La noche era clara, y decían que la luna era la culpable, pero no había más claridad en el alma de quien escribe que la luz propia, que en ocasiones, sin haber ningún viento, parece apagarse, pero no lo hace porque sabe que todo lo que ocurre, está regido por el miedo.

Todos los días tránsito por las viejas calles de mi atormentada ciudad, que durante los períodos escolar y laboral, lucen atestadas debido al excesivo parque vehicular, pero hoy se ven diferente, pues, media ciudadanía parece haberse marchado con motivo de las vacaciones.
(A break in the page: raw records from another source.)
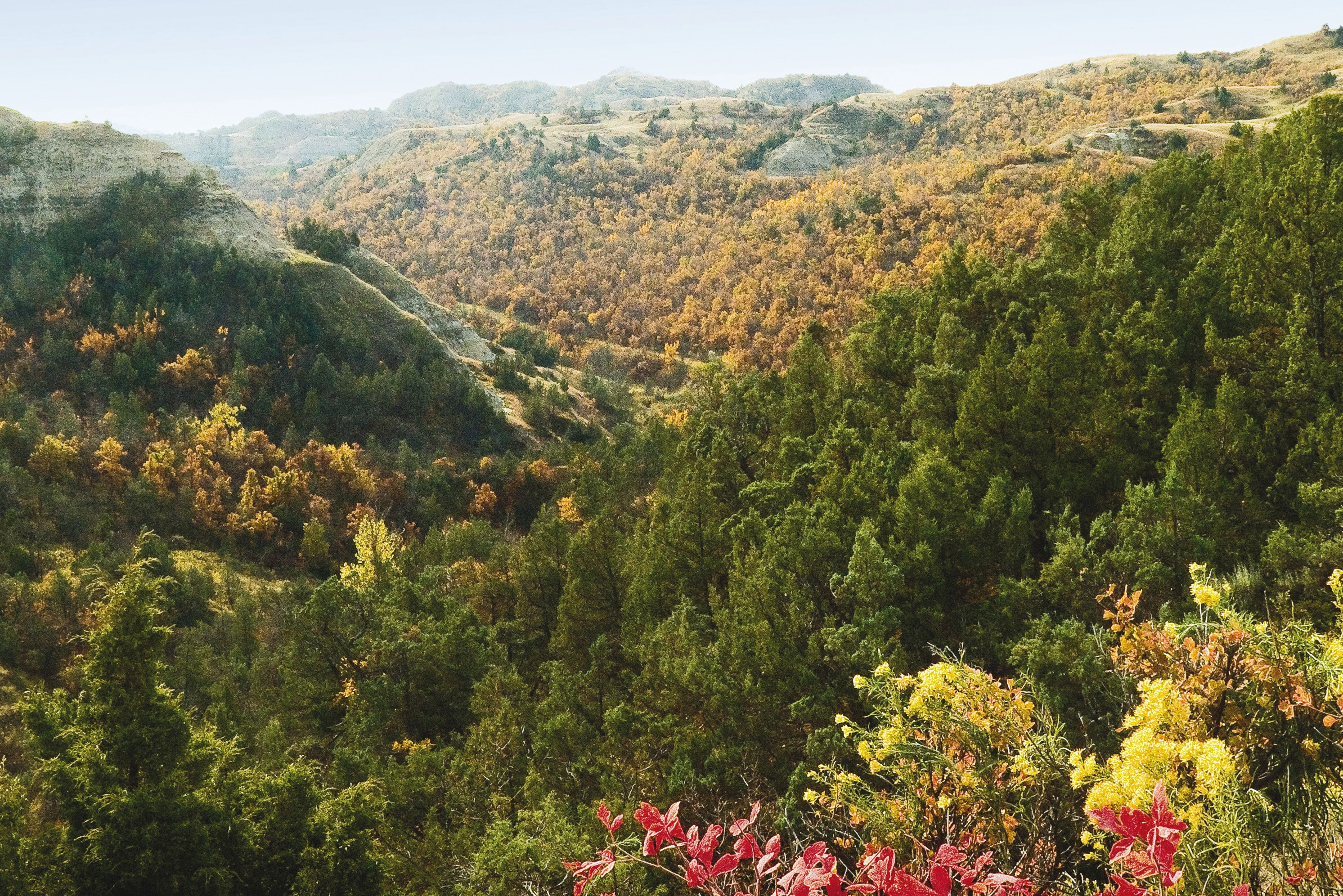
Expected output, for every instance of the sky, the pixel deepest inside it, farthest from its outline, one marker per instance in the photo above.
(187, 65)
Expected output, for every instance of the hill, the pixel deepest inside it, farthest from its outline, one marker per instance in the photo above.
(274, 140)
(724, 225)
(166, 355)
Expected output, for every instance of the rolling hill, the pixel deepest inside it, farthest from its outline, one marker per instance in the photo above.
(726, 224)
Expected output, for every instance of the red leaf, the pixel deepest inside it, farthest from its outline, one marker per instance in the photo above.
(728, 863)
(696, 875)
(940, 879)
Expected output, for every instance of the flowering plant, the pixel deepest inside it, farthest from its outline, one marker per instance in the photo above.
(747, 868)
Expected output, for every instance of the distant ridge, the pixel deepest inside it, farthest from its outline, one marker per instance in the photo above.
(273, 139)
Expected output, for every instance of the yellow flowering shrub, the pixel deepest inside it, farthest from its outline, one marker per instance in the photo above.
(954, 753)
(1239, 719)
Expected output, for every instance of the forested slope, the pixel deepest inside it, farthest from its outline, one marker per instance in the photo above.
(418, 669)
(726, 225)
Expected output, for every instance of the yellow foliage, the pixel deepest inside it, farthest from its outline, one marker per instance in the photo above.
(55, 457)
(375, 552)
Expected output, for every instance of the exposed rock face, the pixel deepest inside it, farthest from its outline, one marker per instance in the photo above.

Más que tranquila, la ciudad se ve triste, y esa percepción no la produce la falta de gente en las calles, sino la energía negativa que se sacudió cada miembro de la comunidad, antes de ir a donde pudiesen respirar una aparente y temporal libertad, porque saben que esa fugaz alegría, traducida en momentos de felicidad, durará lo que dura el raquítico presupuesto familiar destinado para el esparcimiento.

Nadie puede dudar de lo gratificante que es para el cuerpo y el alma el alejarse una o dos semanas de la otrora ciudad amable, pero pronto regresarán a continuar con las anquilosantes rutinas citadinas.
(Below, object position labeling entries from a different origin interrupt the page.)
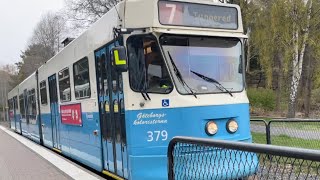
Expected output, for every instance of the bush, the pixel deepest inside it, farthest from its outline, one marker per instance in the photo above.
(262, 98)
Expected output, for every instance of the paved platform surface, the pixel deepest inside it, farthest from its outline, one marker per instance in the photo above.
(22, 159)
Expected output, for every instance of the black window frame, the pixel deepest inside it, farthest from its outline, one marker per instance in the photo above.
(75, 76)
(43, 97)
(60, 79)
(32, 103)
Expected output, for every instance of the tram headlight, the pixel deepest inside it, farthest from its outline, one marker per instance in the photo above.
(232, 126)
(211, 128)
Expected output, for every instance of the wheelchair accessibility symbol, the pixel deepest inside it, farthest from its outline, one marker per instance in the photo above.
(165, 103)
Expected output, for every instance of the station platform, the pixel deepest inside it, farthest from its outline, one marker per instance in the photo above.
(22, 159)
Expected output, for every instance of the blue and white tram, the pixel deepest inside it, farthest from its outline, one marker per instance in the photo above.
(147, 71)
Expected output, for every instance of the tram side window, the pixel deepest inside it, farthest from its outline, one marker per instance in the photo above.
(64, 85)
(21, 105)
(32, 107)
(81, 79)
(147, 69)
(15, 100)
(43, 93)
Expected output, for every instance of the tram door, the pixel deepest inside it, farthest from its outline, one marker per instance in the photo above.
(54, 111)
(15, 107)
(110, 96)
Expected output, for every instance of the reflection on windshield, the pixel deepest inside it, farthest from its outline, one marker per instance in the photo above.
(216, 58)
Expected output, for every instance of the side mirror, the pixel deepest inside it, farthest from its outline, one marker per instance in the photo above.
(119, 59)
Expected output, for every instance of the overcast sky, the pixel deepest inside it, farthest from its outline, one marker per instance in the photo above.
(17, 21)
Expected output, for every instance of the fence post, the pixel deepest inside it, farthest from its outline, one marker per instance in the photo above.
(268, 135)
(171, 145)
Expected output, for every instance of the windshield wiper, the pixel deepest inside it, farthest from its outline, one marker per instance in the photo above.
(213, 81)
(178, 74)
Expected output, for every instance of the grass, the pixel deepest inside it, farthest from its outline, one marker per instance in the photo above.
(284, 140)
(306, 126)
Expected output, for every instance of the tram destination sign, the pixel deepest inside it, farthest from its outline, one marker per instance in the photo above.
(197, 15)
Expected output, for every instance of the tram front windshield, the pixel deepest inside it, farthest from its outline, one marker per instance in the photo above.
(204, 64)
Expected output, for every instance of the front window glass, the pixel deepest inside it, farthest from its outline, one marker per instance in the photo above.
(202, 60)
(81, 79)
(147, 70)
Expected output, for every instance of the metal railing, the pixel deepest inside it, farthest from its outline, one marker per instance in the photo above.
(194, 158)
(303, 133)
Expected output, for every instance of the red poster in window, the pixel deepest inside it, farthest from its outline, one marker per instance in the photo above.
(71, 114)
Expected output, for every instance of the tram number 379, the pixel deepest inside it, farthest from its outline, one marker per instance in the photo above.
(157, 135)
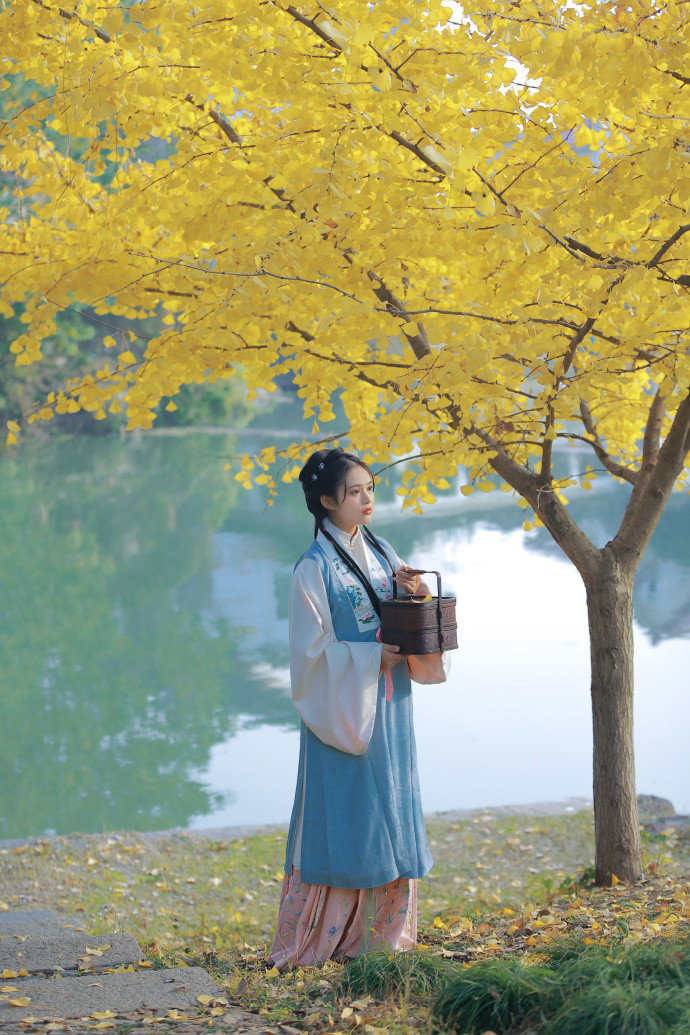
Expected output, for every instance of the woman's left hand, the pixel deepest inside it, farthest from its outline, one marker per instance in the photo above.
(408, 579)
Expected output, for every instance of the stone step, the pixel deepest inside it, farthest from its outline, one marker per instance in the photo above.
(37, 919)
(47, 949)
(72, 998)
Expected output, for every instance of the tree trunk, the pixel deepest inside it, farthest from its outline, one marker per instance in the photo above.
(617, 827)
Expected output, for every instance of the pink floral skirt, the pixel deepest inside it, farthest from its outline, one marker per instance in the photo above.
(317, 923)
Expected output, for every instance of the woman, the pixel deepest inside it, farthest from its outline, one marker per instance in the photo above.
(357, 841)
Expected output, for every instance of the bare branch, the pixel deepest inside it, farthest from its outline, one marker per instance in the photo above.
(651, 443)
(669, 243)
(649, 498)
(419, 343)
(546, 505)
(545, 472)
(68, 15)
(618, 470)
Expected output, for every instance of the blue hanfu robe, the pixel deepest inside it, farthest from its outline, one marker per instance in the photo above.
(357, 820)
Somos afortunados al tener la oportunidad de captar fotográficamente los momentos de felicidad, porque esa constancia renovará nuestras esperanzas de regresar nuevamente a los lugares donde nos recargamos de energía positiva.

Tengo en la memoria de mi celular, las fotografías de un día de risas, de sentimientos cordiales y de figuras, que me recuerdan el derecho que tenemos todos los seres humanos de ser felices en un país, que se ha negado a sucumbir, ante la voracidad de un estrato de la sociedad que representa la oscuridad.